To submit the results computed by the notebook, first click on the "Commit" button at the top right of the page, and in the dialog that pops up click "Open Version" to open the notebook status page in a new tab/window. You may have to wait a few seconds to refresh the status page before seeing an "Output" tab; when you do, click on "Submit to Competition" to submit the notebook results and get your score.

The provided notebook (which uses a straightforward sex-based prediction model) should yield an accuracy score of 76.55%. In the next step, you will try to get this score past 78%.

Step 3: Improving the score

The only code you will need to touch in your fork of the notebook is in the cell just under the heading "Making predictions". Specifically, you'll be adding additional if-else clauses in the for loop which iterates over all the rows in the test data. Of course, you can fiddle with the cells in the "Basic analysis" and "Working with rows manually" sections to print out information that may help you form hypotheses about how to better make predictions.

After changing the cell, make sure that the number of predictions you created matches the number of rows in test_data --- the second cell in the "Making predictions" section contains an assertion that tests this for you.

When you're ready to test your updated results, just make a new submission as explained in the previous section.

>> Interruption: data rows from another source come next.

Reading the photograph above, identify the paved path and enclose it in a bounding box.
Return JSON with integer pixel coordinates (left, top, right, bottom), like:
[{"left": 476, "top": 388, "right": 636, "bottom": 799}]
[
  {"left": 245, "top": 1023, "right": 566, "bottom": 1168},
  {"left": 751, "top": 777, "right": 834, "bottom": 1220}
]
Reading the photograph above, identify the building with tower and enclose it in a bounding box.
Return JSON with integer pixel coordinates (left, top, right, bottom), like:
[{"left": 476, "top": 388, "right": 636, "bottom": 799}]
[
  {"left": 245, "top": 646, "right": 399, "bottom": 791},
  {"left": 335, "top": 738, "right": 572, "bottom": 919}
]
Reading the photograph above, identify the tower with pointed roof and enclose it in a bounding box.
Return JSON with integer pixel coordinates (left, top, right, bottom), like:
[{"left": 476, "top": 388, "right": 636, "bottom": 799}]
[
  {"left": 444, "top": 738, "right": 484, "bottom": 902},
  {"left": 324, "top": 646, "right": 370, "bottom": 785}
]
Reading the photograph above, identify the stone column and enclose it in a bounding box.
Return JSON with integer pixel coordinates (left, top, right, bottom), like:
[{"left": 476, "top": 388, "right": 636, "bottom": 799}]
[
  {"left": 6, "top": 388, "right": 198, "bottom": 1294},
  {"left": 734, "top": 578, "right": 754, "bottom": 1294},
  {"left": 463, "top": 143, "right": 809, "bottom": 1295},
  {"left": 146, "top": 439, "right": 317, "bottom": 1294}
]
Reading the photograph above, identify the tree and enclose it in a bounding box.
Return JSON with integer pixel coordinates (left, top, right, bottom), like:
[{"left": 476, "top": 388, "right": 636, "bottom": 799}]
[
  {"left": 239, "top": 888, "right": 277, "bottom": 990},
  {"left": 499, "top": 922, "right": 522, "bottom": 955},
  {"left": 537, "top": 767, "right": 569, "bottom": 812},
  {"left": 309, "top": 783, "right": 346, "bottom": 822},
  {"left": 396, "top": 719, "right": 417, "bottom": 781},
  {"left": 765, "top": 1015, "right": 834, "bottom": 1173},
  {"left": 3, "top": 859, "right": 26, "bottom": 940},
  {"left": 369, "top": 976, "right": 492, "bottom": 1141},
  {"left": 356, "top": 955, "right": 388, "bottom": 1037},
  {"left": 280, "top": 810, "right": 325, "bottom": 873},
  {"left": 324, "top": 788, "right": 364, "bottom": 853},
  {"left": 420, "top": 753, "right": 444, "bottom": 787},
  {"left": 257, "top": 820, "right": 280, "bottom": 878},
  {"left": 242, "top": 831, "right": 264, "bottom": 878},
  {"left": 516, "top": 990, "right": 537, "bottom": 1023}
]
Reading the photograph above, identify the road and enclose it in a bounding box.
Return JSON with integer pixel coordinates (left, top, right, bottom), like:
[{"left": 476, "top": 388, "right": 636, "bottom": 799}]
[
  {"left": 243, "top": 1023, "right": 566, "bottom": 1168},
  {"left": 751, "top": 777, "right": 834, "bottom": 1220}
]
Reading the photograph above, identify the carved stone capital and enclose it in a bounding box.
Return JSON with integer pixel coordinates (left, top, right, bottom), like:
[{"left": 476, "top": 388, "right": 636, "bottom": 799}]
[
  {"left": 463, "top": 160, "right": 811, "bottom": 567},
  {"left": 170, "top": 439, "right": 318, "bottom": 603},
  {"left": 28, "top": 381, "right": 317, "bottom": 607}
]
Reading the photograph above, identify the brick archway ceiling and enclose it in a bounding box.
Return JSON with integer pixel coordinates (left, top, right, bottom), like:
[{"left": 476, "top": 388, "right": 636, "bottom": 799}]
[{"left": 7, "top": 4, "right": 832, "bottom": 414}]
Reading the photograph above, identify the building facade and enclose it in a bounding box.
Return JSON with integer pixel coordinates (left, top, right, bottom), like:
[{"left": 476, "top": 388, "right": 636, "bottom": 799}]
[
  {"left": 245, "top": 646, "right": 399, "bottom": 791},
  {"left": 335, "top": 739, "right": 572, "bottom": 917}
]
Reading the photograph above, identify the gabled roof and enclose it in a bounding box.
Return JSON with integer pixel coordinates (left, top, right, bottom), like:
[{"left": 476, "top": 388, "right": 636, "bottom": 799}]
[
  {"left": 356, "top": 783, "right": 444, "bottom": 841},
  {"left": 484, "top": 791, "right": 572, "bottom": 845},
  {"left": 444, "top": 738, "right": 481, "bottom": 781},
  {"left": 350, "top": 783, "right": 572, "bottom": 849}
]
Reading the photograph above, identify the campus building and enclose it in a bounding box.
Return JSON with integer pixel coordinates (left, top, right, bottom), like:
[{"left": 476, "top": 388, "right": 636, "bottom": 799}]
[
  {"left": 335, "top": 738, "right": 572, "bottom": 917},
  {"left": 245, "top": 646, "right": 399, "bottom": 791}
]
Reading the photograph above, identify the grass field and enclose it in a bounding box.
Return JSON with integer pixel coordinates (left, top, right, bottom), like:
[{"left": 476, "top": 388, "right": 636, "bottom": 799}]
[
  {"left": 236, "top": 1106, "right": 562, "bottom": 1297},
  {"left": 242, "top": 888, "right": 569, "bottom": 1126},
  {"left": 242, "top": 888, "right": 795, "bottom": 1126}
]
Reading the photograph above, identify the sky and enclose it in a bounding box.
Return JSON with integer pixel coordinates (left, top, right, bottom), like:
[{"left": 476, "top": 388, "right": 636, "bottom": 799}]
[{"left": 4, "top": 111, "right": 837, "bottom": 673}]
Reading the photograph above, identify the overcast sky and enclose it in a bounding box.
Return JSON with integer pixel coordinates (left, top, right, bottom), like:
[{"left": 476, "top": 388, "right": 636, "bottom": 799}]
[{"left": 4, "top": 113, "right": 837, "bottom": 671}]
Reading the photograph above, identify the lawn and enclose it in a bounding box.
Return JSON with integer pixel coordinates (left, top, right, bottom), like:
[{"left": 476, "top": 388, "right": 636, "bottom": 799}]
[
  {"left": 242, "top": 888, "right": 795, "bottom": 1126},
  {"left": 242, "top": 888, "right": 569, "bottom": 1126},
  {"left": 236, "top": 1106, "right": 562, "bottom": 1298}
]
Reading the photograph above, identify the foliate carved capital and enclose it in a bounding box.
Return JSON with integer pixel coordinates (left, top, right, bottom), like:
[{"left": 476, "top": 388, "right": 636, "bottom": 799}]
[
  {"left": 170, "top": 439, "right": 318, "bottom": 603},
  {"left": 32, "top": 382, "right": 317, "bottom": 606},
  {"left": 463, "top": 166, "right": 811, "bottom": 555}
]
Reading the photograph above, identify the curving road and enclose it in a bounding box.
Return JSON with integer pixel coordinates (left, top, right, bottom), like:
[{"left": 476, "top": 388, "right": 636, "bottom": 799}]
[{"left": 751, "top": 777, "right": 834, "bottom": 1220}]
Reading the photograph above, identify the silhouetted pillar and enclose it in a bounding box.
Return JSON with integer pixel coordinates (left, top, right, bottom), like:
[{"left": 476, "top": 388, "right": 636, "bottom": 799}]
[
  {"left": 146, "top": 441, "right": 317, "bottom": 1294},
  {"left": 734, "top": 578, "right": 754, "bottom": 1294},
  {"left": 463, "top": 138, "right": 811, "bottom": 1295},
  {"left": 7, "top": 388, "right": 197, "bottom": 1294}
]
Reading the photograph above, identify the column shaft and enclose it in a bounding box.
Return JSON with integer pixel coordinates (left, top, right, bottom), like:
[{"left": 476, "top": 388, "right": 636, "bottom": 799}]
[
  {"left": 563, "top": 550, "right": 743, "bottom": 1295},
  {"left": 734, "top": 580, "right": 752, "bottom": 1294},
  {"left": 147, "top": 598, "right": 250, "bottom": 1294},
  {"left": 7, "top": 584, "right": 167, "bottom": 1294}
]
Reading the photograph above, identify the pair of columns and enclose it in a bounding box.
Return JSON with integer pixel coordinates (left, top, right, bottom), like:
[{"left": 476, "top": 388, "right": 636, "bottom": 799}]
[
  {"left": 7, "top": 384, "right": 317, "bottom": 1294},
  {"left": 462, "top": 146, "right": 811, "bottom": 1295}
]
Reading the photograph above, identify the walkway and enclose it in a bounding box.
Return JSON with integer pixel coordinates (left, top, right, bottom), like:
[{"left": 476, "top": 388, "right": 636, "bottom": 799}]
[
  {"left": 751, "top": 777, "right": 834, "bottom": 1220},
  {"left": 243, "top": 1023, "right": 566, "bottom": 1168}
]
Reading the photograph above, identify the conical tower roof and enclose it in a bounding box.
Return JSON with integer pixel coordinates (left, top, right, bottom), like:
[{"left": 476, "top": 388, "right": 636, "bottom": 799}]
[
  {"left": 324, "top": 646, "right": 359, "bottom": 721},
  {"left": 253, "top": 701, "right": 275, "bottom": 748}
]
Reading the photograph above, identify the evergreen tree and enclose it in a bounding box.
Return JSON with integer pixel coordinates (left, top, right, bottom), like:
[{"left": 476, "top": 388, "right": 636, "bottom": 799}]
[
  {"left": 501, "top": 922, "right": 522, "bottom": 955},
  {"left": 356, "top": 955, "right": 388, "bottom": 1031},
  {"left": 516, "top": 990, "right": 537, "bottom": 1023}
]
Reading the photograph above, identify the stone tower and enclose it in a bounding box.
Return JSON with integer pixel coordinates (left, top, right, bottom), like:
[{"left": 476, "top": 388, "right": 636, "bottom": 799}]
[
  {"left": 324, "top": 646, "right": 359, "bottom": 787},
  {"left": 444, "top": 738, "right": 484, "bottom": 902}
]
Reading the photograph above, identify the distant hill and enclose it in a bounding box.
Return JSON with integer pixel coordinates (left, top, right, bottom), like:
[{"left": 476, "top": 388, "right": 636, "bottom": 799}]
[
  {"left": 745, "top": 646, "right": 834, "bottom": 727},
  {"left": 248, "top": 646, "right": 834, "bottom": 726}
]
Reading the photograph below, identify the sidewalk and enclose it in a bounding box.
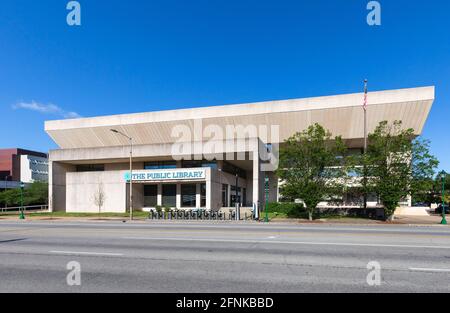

Remember, your goal is to make a submission with a score of at least 78%!

Step 4: Submission

To submit your work, the first thing you'll need to do is make sure your notebook is public (so we can access it). You can update the access settings by going to the notebook status page and clicking on "Access" on the top right, and selecting "Public" in the drop-down menu labeled "Privacy". You'll also want to make sure you submitted the score for the notebook (the public score should be displayed on the notebook status page).

Submit your work using this form. You'll need to type in your team member names and paste your notebook page URL.